Department of Cognitive Science, UC San Diego, 9500 Gilman Dr., La Jolla, CA 92093, United States of America.
Cognition. 2022 Aug;225:105094. doi: 10.1016/j.cognition.2022.105094. Epub 2022 Mar 24.
Human languages evolve to make communication more efficient. But efficiency creates trade-offs: what is efficient for speakers is not always efficient for comprehenders. How do languages balance these competing pressures? We focus on Zipf's meaning-frequency law, the observation that frequent wordforms have more meanings. On the one hand, this law could reflect a speaker-oriented pressure to reuse frequent wordforms. Yet human languages still maintain thousands of distinct wordforms, suggesting a countervailing, comprehender-oriented pressure. What balance of these pressures produces Zipf's meaning-frequency law? Using a neutral baseline, we find that frequent wordforms in real lexica have fewer homophones than predicted by their phonotactic structure: real lexica favor a comprehender-oriented pressure to reduce the cost of frequent disambiguation. These results help clarify the evolutionary drive for efficiency: human languages are subject to competing pressures for efficient communication, the relative magnitudes of which reveal how individual-level cognitive constraints shape languages over time.

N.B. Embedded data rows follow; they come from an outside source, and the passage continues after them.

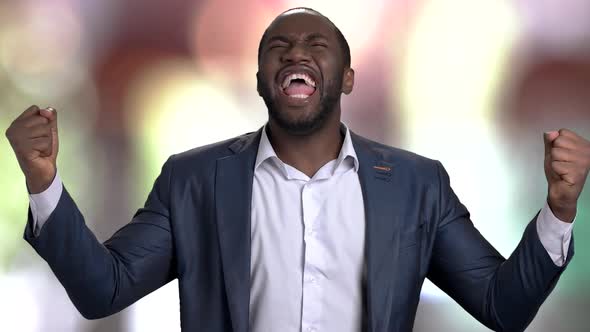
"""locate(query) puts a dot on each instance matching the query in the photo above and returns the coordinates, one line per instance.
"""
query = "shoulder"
(204, 157)
(403, 160)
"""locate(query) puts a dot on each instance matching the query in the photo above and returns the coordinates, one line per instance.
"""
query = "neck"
(308, 153)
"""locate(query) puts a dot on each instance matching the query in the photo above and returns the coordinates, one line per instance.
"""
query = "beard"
(302, 127)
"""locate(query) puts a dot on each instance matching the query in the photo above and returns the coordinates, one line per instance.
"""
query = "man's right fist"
(33, 137)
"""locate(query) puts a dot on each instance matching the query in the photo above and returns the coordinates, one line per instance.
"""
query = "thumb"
(51, 114)
(548, 138)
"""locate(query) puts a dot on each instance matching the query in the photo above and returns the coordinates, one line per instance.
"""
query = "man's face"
(301, 72)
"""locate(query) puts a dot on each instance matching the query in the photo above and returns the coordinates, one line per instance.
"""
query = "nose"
(296, 54)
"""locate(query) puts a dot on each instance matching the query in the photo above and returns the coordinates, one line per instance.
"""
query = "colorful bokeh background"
(471, 83)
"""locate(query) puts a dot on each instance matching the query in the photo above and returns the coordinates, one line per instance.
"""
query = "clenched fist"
(567, 162)
(33, 137)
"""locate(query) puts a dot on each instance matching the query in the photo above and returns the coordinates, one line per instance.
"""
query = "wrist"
(38, 184)
(563, 212)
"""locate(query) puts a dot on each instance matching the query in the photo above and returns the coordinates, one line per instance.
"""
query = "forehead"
(301, 23)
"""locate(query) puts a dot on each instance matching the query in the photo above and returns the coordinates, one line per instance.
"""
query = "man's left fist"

人类语言的进化是为了使交流更加高效。但效率会带来权衡:对说话者有效的东西并不总是对听话者有效。语言是如何平衡这些相互竞争的压力的?我们专注于齐夫的意义-频率定律,即频繁的词形有更多的含义。一方面,这条定律可能反映了一种以说话者为导向的压力,即重复使用频繁的词形。然而,人类语言仍然保留着数千个不同的词形,这表明存在一种相反的、以听话者为导向的压力。是什么样的压力平衡产生了齐夫的意义-频率定律?我们使用一个中立的基线,发现真实词汇中的高频词比它们的语音结构所预测的同音词要少:真实词汇更倾向于以听话者为导向的压力,以降低高频词的歧义成本。这些结果有助于阐明效率的进化驱动力:人类语言受到高效交流的竞争压力的影响,这些压力的相对大小揭示了个体认知约束如何随着时间的推移塑造语言。